The Making of Modern Monastic Autonomy in Thailand

Visiting Scholar Talks

Apr 7, 2026 | 11:30 AM - 1:00 PM

Common Room (#136), 2 Divinity Avenue, Cambridge, MA,

Speaker

Prakirati SATASUT | Assistant Professor, Anthropology, Thammasat University; HYI Visiting Scholar, 2025-26

Chair/Discussant

Charles Hallisey | Yehan Numata Senior Lecturer on Buddhist Literatures, Harvard Divinity School

Co-sponsored with the Asia Center

Since the 1990s, monastic political activism has become a conspicuous aspect of Thai politics. The political salience of the contemporary Thai sangha, however, is usually explained through institutional or legal frameworks from the Sangha Act to state patronage and ecclesiastical hierarchy. I argue for a different entry point: the ideological formations embedded in the writings of monastic intellectuals during the 1980s and their role in the making of modern monastic autonomy. Drawing on texts by the likes of Phra Tham Metaporn (Rabaep Thitayano) and P.A. Payutto, I explore how a generation of Buddhist thinkers, shaped by Cold War counterinsurgency and the sangha’s expanding institutional role, articulated a new vision of monastic authority, one which championed the superiority of Buddhism as a source of Thai cultural identity and positioned the sangha as its primary custodian. I argue that this repositioning was not simply doctrinal but a formative moment in the reassertion of monastic authority against state control, creating the foundation for monastic institutions and political subjectivity in the decades that followed. These writings traveled from texts to institutions and political action through monastic education, the expansion of the sangha’s educational apparatus, and the networks of students and publications that carried these ideas into subsequent generations. This process is central to what I call “monastic ungovernability”, or the sangha’s claim to internal authority rooted in the Vinaya and monastic lifeworlds as a condition for resistance.

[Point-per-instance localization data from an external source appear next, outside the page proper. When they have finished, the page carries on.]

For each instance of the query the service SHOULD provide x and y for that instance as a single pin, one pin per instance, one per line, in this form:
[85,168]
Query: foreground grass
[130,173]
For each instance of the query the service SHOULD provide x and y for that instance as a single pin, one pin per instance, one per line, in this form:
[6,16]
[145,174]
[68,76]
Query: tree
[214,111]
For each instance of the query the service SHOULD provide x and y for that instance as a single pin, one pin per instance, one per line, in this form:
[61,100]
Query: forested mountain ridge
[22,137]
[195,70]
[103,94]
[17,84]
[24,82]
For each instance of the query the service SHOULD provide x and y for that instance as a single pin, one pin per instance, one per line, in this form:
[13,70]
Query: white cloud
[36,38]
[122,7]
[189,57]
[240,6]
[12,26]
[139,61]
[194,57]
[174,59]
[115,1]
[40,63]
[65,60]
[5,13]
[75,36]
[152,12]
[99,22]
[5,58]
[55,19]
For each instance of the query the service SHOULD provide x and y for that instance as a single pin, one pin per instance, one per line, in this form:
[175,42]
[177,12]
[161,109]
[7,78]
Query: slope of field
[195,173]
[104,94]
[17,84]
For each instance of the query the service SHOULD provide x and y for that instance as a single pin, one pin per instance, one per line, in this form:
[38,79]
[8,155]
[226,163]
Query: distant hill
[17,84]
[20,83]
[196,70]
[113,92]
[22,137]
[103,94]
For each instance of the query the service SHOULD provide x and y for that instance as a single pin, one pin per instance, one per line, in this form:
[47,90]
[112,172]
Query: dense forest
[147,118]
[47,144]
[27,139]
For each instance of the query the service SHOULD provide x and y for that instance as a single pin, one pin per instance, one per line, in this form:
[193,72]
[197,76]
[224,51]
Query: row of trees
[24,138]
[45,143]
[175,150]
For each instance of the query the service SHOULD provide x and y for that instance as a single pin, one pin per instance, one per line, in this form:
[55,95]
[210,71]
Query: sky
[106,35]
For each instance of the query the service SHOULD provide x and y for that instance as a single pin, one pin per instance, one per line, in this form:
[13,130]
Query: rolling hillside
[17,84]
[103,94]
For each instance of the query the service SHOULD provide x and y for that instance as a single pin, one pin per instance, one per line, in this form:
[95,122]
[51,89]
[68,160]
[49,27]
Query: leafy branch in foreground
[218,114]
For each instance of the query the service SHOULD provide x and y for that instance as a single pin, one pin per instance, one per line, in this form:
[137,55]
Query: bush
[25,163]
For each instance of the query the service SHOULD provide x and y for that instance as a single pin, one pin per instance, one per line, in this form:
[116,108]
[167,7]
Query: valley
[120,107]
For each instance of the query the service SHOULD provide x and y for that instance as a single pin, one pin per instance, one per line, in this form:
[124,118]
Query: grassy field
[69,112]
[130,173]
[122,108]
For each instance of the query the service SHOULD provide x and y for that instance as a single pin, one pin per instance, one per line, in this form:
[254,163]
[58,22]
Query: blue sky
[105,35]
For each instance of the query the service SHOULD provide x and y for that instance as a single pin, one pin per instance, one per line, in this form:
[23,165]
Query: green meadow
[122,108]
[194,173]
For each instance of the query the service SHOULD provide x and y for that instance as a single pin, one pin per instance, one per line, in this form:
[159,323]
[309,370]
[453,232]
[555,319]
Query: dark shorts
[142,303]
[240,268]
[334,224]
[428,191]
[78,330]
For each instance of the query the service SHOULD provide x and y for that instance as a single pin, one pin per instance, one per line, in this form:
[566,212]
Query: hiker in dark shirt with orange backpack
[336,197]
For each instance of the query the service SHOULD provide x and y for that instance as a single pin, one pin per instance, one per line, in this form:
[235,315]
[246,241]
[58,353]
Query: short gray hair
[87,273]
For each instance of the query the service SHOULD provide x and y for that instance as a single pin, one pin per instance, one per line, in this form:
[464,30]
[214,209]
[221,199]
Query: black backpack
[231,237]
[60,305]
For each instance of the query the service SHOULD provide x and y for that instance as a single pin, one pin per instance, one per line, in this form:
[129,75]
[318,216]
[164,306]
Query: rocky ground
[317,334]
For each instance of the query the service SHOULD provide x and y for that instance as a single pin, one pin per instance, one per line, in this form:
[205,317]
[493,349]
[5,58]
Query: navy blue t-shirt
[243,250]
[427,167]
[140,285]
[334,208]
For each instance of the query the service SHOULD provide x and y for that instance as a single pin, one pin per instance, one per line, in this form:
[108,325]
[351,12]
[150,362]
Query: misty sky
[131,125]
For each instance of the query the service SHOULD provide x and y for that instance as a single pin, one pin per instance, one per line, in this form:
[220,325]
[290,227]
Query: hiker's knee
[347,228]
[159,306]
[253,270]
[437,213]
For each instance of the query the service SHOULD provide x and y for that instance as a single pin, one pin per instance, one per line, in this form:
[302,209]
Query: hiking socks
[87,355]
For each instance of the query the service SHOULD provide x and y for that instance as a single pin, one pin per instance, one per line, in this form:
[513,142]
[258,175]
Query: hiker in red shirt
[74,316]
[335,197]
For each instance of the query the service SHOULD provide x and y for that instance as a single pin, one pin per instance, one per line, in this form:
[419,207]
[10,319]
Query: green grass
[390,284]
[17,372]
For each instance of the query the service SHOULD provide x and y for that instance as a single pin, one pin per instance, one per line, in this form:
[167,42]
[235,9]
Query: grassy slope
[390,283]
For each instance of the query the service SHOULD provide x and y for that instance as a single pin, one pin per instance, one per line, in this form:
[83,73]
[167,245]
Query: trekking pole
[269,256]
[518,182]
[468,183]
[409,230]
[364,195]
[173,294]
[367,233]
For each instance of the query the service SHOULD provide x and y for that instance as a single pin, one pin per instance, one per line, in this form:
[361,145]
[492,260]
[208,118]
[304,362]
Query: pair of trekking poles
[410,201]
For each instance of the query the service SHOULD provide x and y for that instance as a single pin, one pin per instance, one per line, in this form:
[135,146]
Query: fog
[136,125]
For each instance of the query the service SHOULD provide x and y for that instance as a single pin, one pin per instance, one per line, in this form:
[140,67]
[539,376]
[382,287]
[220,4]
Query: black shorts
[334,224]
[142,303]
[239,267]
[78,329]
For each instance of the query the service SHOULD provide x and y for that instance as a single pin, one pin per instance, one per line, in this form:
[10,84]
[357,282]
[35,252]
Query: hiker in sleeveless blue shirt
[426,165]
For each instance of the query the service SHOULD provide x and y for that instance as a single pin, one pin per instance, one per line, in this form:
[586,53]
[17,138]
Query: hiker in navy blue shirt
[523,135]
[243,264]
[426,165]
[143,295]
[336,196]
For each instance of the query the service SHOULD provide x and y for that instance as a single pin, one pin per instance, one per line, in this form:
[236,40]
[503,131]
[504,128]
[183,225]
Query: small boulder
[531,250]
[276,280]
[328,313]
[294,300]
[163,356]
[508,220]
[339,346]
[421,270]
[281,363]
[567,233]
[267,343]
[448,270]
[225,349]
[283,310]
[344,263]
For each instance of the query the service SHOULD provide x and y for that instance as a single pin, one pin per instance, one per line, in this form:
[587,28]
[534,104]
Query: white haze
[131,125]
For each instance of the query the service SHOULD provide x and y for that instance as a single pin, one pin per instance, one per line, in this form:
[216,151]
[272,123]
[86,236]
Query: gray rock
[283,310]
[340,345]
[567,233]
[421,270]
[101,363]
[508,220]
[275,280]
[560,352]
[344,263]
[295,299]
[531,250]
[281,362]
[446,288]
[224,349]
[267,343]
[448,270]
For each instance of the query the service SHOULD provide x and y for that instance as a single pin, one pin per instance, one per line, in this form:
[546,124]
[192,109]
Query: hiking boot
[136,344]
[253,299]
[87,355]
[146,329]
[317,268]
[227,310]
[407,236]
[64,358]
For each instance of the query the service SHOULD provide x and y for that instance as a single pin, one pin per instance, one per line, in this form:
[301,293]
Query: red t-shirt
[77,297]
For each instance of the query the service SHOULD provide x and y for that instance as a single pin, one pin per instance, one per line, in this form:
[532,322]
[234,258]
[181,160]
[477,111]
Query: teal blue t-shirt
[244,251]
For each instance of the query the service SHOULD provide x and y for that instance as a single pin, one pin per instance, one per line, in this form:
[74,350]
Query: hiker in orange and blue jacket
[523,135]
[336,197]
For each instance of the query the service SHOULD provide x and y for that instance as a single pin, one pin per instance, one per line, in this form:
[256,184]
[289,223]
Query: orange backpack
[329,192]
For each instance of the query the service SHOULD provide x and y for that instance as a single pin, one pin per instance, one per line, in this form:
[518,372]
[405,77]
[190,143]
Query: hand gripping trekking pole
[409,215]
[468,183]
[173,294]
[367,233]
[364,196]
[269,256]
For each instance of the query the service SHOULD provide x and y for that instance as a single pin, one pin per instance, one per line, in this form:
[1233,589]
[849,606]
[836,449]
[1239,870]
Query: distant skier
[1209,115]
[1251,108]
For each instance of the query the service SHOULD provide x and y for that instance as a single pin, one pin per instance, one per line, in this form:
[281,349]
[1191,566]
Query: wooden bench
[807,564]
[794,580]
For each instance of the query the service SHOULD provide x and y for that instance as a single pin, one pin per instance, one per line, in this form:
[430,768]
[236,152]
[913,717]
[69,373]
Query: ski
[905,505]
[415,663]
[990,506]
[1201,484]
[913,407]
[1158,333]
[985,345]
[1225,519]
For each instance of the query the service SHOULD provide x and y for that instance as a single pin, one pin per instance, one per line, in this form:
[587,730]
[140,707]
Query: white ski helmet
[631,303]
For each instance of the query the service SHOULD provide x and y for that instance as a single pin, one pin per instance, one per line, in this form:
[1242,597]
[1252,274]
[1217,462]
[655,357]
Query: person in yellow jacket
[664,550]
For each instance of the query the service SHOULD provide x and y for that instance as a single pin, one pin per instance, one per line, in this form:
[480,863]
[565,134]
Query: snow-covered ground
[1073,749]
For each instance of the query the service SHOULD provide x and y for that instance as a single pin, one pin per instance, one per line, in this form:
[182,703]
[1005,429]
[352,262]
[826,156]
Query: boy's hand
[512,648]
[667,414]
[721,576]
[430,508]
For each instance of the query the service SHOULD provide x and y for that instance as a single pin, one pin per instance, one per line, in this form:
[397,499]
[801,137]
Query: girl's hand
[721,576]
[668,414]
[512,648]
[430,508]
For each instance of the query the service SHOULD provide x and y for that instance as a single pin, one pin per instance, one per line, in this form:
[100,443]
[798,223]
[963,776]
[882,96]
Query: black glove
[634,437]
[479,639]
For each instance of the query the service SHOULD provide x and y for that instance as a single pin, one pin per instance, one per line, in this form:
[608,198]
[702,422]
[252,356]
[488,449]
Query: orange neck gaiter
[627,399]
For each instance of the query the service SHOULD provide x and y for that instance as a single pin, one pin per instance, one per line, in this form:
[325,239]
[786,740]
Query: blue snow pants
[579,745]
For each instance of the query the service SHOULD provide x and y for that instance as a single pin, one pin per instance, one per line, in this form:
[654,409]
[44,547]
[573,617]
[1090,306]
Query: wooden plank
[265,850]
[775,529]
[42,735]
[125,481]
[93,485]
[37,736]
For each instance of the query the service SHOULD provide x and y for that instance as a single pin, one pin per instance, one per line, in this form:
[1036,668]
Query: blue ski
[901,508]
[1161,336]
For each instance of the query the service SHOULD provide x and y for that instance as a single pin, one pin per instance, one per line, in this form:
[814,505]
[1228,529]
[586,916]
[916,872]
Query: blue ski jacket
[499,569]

From the protests against Pope John Paul II’s 1984 visit, to the founding of the Buddhism Protection Center in 2001, to the constitutional campaigns demanding Buddhism’s recognition as de facto state religion, to the 2016 Phuttamonthon protest over the Supreme Patriarch nomination, these events were authorized by a cultural framework that positioned the sangha as the rightful defender of Buddhism. The history of the Thai sangha, understood through this lens, is a history of monastic resistance in search of autonomy whose conceptual roots run deeper than its most visible political moments.